Un avisador empezó a emitir sus pitidos desde algún lugar en el interior de las ropas del joven. Stephan dio un respingo y metió la mano en el bolsillo de su chaqueta.
– ¡Lo siento muchísimo! -se lamentó-. Se trata de una urgencia. Debería haberme ido hace rato. Pero cuando le vi sentado aquí, señor Ryder, no pude resistir la tentación de acercarme. Espero que podremos proseguir esta conversación dentro de poco. Pero ahora excúseme, se lo ruego.
Saltó del taburete y durante un segundo pareció sucumbir de nuevo a la tentación de reiniciar la charla.
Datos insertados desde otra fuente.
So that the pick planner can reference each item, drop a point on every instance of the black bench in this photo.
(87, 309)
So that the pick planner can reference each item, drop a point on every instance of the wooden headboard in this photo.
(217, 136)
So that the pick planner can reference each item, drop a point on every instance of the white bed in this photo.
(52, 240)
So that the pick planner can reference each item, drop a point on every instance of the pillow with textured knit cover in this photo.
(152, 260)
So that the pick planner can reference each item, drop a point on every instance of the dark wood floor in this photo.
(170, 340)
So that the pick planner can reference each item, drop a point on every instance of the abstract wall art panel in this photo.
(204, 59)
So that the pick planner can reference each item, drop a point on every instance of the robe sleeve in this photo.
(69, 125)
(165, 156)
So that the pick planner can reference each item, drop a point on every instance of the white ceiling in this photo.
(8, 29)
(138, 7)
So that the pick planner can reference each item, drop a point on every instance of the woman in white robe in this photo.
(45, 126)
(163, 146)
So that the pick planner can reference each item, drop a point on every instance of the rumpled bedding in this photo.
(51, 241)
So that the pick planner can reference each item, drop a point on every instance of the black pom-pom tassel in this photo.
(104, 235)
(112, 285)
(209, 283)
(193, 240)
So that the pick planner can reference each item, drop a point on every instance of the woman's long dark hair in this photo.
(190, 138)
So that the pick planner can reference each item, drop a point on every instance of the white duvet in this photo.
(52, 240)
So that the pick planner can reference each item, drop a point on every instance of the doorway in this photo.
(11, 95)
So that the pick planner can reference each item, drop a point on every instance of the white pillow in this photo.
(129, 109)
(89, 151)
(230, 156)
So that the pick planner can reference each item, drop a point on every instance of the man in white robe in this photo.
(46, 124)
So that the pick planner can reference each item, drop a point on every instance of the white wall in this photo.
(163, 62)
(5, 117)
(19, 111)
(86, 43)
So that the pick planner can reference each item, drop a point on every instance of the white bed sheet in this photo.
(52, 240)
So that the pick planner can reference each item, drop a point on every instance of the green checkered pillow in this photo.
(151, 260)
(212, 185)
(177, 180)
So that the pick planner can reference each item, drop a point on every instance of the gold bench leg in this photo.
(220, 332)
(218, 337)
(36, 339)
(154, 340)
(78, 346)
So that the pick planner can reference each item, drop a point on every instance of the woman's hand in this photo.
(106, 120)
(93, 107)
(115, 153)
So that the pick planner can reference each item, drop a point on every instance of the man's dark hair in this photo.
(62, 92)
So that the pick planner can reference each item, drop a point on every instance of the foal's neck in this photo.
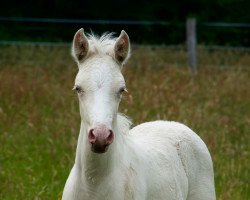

Pero el avisador comenzó otra tanda de pitidos y el joven se apresuró a alejarse con una sonrisa cohibida.
Volví a mi reflejo tras la barra del bar y a tomar más sorbos de café. Pero no conseguí recuperar el espíritu de relajada contemplación que había disfrutado antes de la llegada del chico. En su lugar me turbaba cada vez más la sensación de que se esperaba demasiado de mí en aquella ciudad y de que, sin embargo, las cosas no discurrían de momento por caminos satisfactorios. De hecho, no parecía tener más recurso que ir a buscar a la señorita Stratmann para aclarar ciertos puntos de una vez por todas. Resolví hacerlo en cuanto hubiera tomado la nueva taza de café que me habían servido. No había ninguna razón para que la entrevista fuera embarazosa; sería bastante sencillo explicarle lo que había ocurrido en nuestra conversación anterior. Podría decirle, por ejemplo: «Verá usted, señorita Stratmann… Antes estaba muy cansado y, cuando usted se interesó por mi programa, no la interpreté bien. Creí que me preguntaba si tenía tiempo para repasarla con usted en ese momento si me mostraba una copia.» O bien podía incluso pasar a la ofensiva y hasta adoptar un tono de reproche: «Mire, señorita Stratmann… Debo decirle que estoy un poco preocupado y…, sí, decepcionado hasta cierto punto. Dada la gran responsabilidad que usted y sus conciudadanos parecen descargar sobre mí, me parece que tengo derecho a esperar un nivel mayor de respaldo administrativo.»